Seria Moto G to synonim solidnego smartfona ze średniej półki. Chociaż od premiery pierwszego modelu minęło już 6 lat, a konkurencja jest coraz większa, to sentyment pozostał. Jest to nie tylko sentyment, bo wśród niedrogich smartfonów Motorola to wciąż pewien rodzaj gwarancji jakości, czystego Androida i sensownych aktualizacji. Niedawno miała miejsce premiera czterech modeli z najnowszej serii Moto G7. My porównaliśmy dwa najwyższe modele - Moto G7 i Moto G7 Plus.
Już na wstępie warto zaznaczyć, że Moto G7 Plus wygrała w naszym porównaniu jakości aparatów w smartfonach ze średniej półki. Przejdźmy zatem do szczegółów.
Wygląd i jakość wykonania obu smartfonów Moto z serii G7 jest niemal identyczna. Szklane plecki, ramka z chromowanego tworzywa w kolorze obudowy, na dole USB C, monofoniczny głośnik i gniazdo słuchawkowe. Rozmiar i waga są też niemal identyczne. Oba smartfony mają 157 x 75,3 mm i symbolicznie różnią się tylko grubością. Moto G7 ma 8 mm grubości, a Moto G7 Plus 8,3 mm grubości. Waga pierwszego to 172 gramy, a drugiego 176 gramów. Oba telefony mają plecki wykonane z Gorilla Glass 3 i czytnik linii papilarnych z tyłu obudowy.
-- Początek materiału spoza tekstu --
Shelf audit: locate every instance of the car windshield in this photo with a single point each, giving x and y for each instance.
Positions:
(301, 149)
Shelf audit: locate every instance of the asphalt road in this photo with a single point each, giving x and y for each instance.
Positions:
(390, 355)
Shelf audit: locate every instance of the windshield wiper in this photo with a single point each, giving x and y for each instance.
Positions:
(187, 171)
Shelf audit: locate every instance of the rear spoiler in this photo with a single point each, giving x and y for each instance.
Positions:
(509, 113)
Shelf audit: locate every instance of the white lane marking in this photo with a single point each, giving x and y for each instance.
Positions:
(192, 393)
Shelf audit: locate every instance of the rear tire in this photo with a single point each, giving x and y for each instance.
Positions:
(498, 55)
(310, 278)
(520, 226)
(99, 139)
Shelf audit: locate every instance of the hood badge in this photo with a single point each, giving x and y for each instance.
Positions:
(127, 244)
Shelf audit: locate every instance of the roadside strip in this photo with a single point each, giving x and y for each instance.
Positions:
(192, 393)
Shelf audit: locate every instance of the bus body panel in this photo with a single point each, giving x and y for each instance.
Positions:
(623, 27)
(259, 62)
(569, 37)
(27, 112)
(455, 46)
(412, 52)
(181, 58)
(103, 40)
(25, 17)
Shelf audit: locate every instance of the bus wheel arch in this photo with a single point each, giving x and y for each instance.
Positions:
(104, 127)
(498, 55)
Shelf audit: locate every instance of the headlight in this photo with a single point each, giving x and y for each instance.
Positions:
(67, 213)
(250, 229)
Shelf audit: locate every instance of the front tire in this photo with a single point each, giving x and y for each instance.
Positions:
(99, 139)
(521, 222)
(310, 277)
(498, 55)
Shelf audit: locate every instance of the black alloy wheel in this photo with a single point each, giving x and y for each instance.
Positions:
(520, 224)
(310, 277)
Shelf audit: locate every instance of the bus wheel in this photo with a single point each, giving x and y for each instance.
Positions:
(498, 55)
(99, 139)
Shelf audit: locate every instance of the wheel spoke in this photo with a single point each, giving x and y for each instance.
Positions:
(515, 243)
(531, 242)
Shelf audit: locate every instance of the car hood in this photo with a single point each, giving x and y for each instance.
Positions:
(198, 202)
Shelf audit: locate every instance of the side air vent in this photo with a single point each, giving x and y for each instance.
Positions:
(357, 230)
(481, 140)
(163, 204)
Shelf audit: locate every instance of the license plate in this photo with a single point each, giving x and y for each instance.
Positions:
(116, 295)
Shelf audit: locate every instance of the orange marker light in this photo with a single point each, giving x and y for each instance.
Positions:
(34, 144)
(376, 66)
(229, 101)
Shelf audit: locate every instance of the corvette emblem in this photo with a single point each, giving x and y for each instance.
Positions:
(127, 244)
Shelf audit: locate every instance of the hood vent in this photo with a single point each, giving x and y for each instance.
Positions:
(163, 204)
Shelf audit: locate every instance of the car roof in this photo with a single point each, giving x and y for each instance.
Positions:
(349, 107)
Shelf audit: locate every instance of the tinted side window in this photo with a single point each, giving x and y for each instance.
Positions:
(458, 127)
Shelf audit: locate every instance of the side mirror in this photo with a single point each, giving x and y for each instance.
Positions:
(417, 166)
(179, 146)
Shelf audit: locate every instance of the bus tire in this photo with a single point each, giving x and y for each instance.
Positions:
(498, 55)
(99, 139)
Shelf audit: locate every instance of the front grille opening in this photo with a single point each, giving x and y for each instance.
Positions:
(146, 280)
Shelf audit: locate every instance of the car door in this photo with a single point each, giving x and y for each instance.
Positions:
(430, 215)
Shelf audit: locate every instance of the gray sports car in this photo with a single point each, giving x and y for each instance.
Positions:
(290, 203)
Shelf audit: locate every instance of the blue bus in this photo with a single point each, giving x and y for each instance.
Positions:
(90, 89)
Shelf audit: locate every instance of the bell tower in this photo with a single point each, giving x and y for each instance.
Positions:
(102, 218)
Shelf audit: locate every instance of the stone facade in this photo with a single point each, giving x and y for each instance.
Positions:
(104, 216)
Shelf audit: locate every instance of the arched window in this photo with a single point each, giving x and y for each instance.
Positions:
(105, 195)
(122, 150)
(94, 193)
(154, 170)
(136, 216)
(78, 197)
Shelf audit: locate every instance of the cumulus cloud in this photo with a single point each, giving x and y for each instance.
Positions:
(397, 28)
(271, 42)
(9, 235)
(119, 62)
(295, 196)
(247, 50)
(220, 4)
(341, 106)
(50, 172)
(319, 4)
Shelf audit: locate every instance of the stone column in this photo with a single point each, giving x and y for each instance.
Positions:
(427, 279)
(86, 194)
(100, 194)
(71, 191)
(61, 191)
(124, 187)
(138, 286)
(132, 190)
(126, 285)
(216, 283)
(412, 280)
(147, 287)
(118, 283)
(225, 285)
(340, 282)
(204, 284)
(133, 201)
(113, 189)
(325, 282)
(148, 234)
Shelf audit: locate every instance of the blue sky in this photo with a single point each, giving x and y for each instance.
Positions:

Czytnik w obu telefonach działa tak samo – jest bezproblemowy i niezawodny, chociaż nie jest najszybszy na rynku. Spełnia swoją funkcję bez problemu. Głośność trybu głośnomówiącego jest wystarczająca do słuchania audycji czy okazjonalnego puszczenia muzyki w obu urządzeniach. W droższej Moto G7 Plus dźwięk jest zauważalnie pełniejszy, mający więcej niskich tonów, jest to jednak subtelna różnica. Dźwięk wydobywa się z dolnej krawędzi i nie jest stereofoniczny.
Oba smartfony mają pełny dual SIM – można jednocześnie włożyć kartę pamięci i dwie karty nano SIM.
Smartfony mają sylikonowe etui w zestawie, które pozwala zabezpieczyć je przed upadkiem i zarysowaniem, jednocześnie ukrywając wystający aparat z tyłu obudowy.
W testach mieliśmy wersję ciemną oraz białą. Chociaż preferuję raczej ciemne kolory, to trzeba przyznać, że kolor biały ukrywa smugi powstające od dotyku oraz paprochy w kieszeni, podczas gdy ciemna obudowa podkreśla każdy najmniejszy paproszek i dotyk.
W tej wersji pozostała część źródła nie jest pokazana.